Read More: Biomed student Toshka Besharah back in class after making Olympic debut
She’ll be preparing for the 2025 ICF Canoe Sprint World Championships in Milan. Besharah will be joined by fellow local paddlers Zoe Wojtyk (canoe, Rideau), Callie Loch (kayak, Rideau), Sophia Jensen (canoe, Cascades), Gabriel Ferron-Bouius (para, Rideau) and 2024 Paralympic silver medallist Brianna Hennessy (Ottawa River) for the Aug. 20-24 event in Italy.

Ottawa had many more paddlers competing at the world junior/U23 championships.

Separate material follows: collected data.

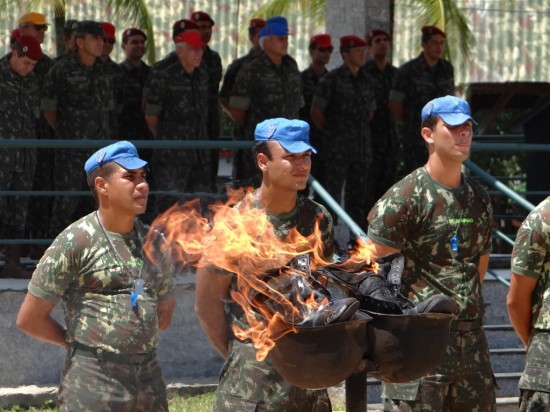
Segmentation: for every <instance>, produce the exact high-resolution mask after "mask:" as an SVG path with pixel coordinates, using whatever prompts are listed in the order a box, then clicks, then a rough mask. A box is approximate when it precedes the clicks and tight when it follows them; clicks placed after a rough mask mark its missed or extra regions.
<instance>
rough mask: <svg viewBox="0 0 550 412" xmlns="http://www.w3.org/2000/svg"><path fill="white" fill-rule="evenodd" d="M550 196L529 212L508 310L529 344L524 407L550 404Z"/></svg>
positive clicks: (513, 250)
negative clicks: (532, 209)
mask: <svg viewBox="0 0 550 412" xmlns="http://www.w3.org/2000/svg"><path fill="white" fill-rule="evenodd" d="M549 291H550V197H548V198H546V199H545V200H544V201H543V202H541V203H540V204H539V205H538V206H537V207H536V208H535V209H534V210H533V211H532V212H531V213H530V214H529V216H527V218H526V219H525V221H524V222H523V224H522V225H521V228H520V229H519V231H518V233H517V235H516V240H515V243H514V249H513V251H512V278H511V279H510V290H509V291H508V298H507V304H508V314H509V316H510V321H511V323H512V325H513V326H514V329H515V330H516V333H517V334H518V336H519V338H520V339H521V341H522V342H523V345H524V346H525V347H526V348H527V359H526V365H525V370H524V371H523V374H522V375H521V378H520V381H519V389H520V390H521V397H520V405H519V410H520V411H543V410H547V409H548V405H550V361H549V359H548V354H549V353H550V302H549V300H548V297H547V296H548V292H549Z"/></svg>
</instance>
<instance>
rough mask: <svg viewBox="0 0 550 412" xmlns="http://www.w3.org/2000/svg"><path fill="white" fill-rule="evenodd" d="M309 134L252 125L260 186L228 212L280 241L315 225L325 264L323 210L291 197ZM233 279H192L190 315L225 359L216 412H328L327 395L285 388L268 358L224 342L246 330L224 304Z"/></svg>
mask: <svg viewBox="0 0 550 412" xmlns="http://www.w3.org/2000/svg"><path fill="white" fill-rule="evenodd" d="M308 133H309V126H308V124H307V123H306V122H304V121H301V120H286V119H269V120H266V121H264V122H262V123H260V124H259V125H258V127H257V128H256V135H255V139H256V142H255V146H254V149H253V152H254V153H255V155H256V156H255V157H256V159H257V162H258V167H259V168H260V169H261V171H262V176H263V179H262V184H261V185H260V188H259V189H258V190H257V191H255V192H254V193H252V194H249V195H248V196H247V197H245V198H244V199H243V201H242V202H241V204H240V205H237V206H235V207H237V208H238V207H242V206H246V205H249V206H250V205H252V206H253V207H257V208H262V209H265V212H266V213H267V217H268V219H269V220H270V221H271V223H273V226H274V230H275V233H276V235H277V236H279V237H280V238H284V237H285V236H286V235H287V234H288V231H289V229H290V228H292V227H296V229H297V230H298V231H299V232H300V233H301V234H302V235H304V236H308V235H311V234H312V233H313V227H314V223H315V221H316V220H317V219H320V221H319V223H320V229H321V233H322V235H321V236H322V240H323V243H324V245H325V250H324V253H325V259H327V260H329V261H330V260H331V256H332V253H333V250H334V241H333V226H332V219H331V216H330V214H329V213H328V211H327V210H326V209H325V208H324V207H323V206H321V205H319V204H317V203H315V202H313V201H312V200H309V199H308V198H306V197H302V196H299V195H298V190H300V189H303V188H304V187H305V185H306V182H307V178H308V176H309V170H310V167H311V153H312V152H314V151H315V149H314V148H313V147H312V146H311V145H310V144H309V136H308ZM236 277H237V276H236V275H235V274H231V273H228V272H224V271H222V270H221V269H219V268H216V267H213V266H203V267H201V268H200V269H199V270H198V272H197V295H196V296H197V297H196V305H195V309H196V312H197V316H198V318H199V321H200V323H201V326H202V328H203V330H204V331H205V333H206V335H207V336H208V338H209V339H210V341H211V342H212V345H213V346H214V347H215V348H216V350H217V351H218V352H219V353H220V355H221V356H222V357H224V358H225V364H224V366H223V368H222V371H221V376H220V383H219V385H218V389H217V391H216V406H215V410H216V411H244V410H254V411H279V412H285V411H288V412H290V411H311V412H313V411H316V412H324V411H330V410H331V406H330V400H329V398H328V395H327V392H326V390H319V391H312V390H305V389H300V388H296V387H294V386H291V385H290V384H288V383H287V382H285V381H284V380H283V379H282V377H281V376H280V375H279V373H278V372H277V371H276V370H275V369H274V367H273V364H272V363H271V361H270V359H269V357H267V358H266V359H264V360H263V361H257V360H256V350H255V349H254V347H253V345H252V343H251V342H250V341H240V340H238V339H237V338H236V337H235V336H232V335H231V330H230V326H235V325H238V326H240V327H241V328H245V329H247V328H248V327H249V326H248V324H247V322H246V318H245V316H244V312H243V310H242V308H241V307H240V306H239V305H237V304H236V302H234V301H231V300H230V298H229V295H230V291H231V290H238V285H237V282H236ZM225 302H227V304H225ZM226 309H227V311H228V313H229V319H228V318H227V317H226Z"/></svg>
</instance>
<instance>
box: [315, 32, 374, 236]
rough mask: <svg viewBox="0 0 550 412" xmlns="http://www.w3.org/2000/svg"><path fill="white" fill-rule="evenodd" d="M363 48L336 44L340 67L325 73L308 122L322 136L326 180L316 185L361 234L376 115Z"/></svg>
mask: <svg viewBox="0 0 550 412" xmlns="http://www.w3.org/2000/svg"><path fill="white" fill-rule="evenodd" d="M366 46H367V44H366V43H365V41H364V40H362V39H360V38H359V37H357V36H343V37H341V38H340V53H341V55H342V59H343V60H344V63H343V64H342V65H341V66H340V67H338V68H336V69H334V70H332V71H331V72H330V73H328V74H327V75H326V76H325V77H323V79H322V80H321V82H320V83H319V86H318V87H317V91H316V92H315V96H314V97H313V101H312V102H311V118H312V120H313V122H314V123H315V125H316V126H317V128H318V129H319V130H321V131H322V132H323V149H324V151H323V152H320V153H319V154H320V158H321V159H320V160H321V161H322V162H323V163H324V164H325V167H326V169H325V170H326V174H325V180H323V181H321V184H322V185H323V186H324V187H325V189H326V190H327V191H328V192H329V193H330V195H331V196H332V197H333V198H334V199H335V200H336V201H337V202H339V203H340V201H341V199H342V187H343V186H344V183H345V189H344V204H345V208H346V211H347V212H348V213H349V215H350V216H351V218H352V219H353V220H354V221H355V222H357V223H358V224H359V225H360V226H361V227H363V228H365V230H366V223H367V220H366V219H367V213H368V209H366V205H367V200H368V194H369V188H368V185H367V184H368V178H369V173H370V167H371V163H372V143H371V133H370V126H369V120H370V119H371V118H372V114H373V113H374V111H375V110H376V101H375V99H374V91H373V88H372V84H371V80H370V79H369V78H368V77H367V75H366V74H365V72H364V71H363V70H361V67H363V65H364V64H365V59H366V57H367V47H366Z"/></svg>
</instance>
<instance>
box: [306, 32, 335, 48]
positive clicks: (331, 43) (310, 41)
mask: <svg viewBox="0 0 550 412" xmlns="http://www.w3.org/2000/svg"><path fill="white" fill-rule="evenodd" d="M314 44H315V45H317V47H332V39H331V38H330V36H329V35H328V34H317V35H315V36H313V37H312V38H311V39H309V45H310V47H311V46H313V45H314Z"/></svg>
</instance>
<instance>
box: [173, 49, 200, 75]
mask: <svg viewBox="0 0 550 412" xmlns="http://www.w3.org/2000/svg"><path fill="white" fill-rule="evenodd" d="M176 53H177V54H178V56H179V58H180V62H181V64H182V65H183V67H184V68H185V69H186V70H187V71H192V70H193V69H196V68H197V67H199V66H200V64H201V60H202V55H203V53H204V48H203V47H193V46H190V45H189V44H187V43H181V44H180V45H178V47H177V48H176Z"/></svg>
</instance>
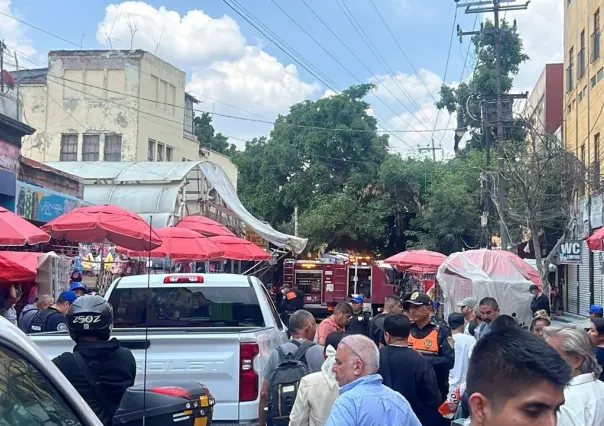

Rideau’s Evie McDonald and Ruby Muhl formed half of the women’s U23 C4 boat, which was fifth over 500 m. As a double, they were eighth in the C2 200 m and ninth in the C2 500 m.
Muhl ended her championships with Rideau’s Peter Bradley in the C1 U23 mixed relay over 5,000 m, placing sixth.
Carleton Place’s Dyllan Redwood-Wheeler and Frederick Brais of Rideau were fifth in the men’s K4 junior 500 m and eighth in the K2 500 m in 1:39.67.
In other A finals, Loch placed fifth in the women’s K2 U23 500 m and Kate Osborne of Rideau was eighth in the women’s K4 junior 500 m.
Rideau’s Wesley Bartlett was sixth in the men’s C1 500 m B final.